Due to the use of a calibrated camera in both the measuring device and the verification device and the provision of the compiled characteristic key data to a storage device accessible to both the measuring device and the verification device, it is possible to provide a multiplicity of verification devices with the characteristic key data generated by a central measuring device without the need for the verification devices to be initially taught for all drug types that they are supposed to verify. The time-consuming, expensive and error-prone process of “teaching” a verification device is eliminated by accessing already existing characteristic key data, which requires that both the compilation of the characteristic key data of the drug types and the compilation of the individual key data of the drug portions are performed with calibrated cameras.

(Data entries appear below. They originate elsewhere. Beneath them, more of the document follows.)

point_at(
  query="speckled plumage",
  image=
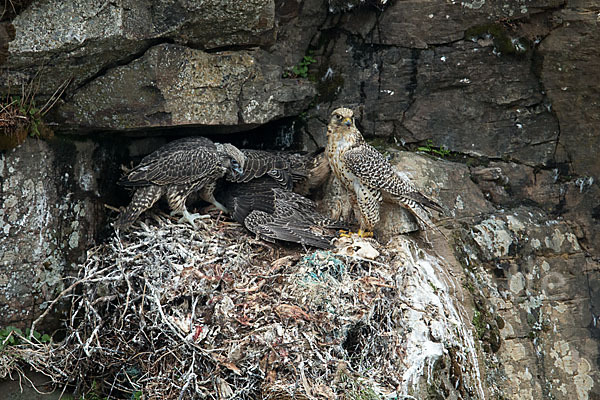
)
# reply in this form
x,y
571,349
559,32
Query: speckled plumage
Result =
x,y
261,199
176,170
367,176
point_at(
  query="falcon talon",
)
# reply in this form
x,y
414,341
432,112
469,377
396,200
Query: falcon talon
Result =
x,y
344,233
175,171
364,234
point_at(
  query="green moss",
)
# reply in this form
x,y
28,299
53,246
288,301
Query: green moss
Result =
x,y
479,324
429,148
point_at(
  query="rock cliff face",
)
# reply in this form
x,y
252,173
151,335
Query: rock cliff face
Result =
x,y
506,92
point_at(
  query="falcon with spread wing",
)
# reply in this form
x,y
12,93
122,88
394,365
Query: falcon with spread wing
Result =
x,y
175,171
368,177
261,198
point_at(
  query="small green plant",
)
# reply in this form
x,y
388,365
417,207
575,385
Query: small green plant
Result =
x,y
301,69
438,151
479,324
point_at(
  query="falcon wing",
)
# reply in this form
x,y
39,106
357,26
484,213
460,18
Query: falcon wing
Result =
x,y
177,163
284,168
371,167
270,228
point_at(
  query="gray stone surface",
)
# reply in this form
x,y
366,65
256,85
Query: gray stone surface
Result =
x,y
535,292
79,39
571,76
48,218
511,84
172,85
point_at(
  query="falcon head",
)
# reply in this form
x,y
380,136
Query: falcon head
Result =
x,y
342,117
231,157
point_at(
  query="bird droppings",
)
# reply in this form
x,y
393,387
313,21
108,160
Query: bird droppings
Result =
x,y
187,308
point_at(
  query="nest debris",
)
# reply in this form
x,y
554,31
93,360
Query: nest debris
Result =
x,y
169,312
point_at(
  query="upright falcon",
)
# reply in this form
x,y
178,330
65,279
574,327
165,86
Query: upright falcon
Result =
x,y
176,170
368,177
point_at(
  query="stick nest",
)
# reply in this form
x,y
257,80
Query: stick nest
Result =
x,y
168,312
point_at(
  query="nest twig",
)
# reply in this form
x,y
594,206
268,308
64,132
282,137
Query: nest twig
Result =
x,y
174,313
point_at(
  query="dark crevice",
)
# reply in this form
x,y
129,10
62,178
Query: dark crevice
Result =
x,y
123,61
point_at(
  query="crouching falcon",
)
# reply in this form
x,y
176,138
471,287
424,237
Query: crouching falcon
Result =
x,y
261,198
176,170
368,177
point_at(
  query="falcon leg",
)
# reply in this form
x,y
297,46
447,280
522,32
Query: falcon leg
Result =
x,y
176,197
207,194
364,234
188,217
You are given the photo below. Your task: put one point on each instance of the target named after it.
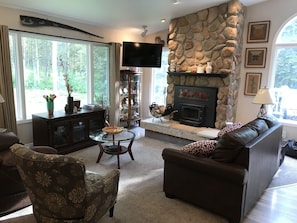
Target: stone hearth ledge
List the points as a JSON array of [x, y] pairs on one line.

The aforementioned storage device can be part of a company-internal network, for example, and so the characteristic key data can be transmitted to all verification devices connected to the company network. In one or more embodiments, it is provided that the characteristic key data are stored via a network in a storage device, wherein the storage device is designed as a cloud storage on the Internet. By selecting a cloud storage as a storage location for characteristic key data, they can be made accessible at any time and worldwide to all users of verification devices, as long as the verification devices comprise appropriately calibrated cameras for capturing a digital image of the drug portion to be verified.

In order to ensure that the characteristic key data are only transmitted to or downloaded by those verification devices that are designed to be compatible (e.g., have a calibrated camera), it is provided in one or more embodiments that the verification device transmits an authentication code to the storage device, that the storage device verifies the authentication code, and that the characteristic key data can only be retrieved by or transmitted to the verification device if the authentication code is valid.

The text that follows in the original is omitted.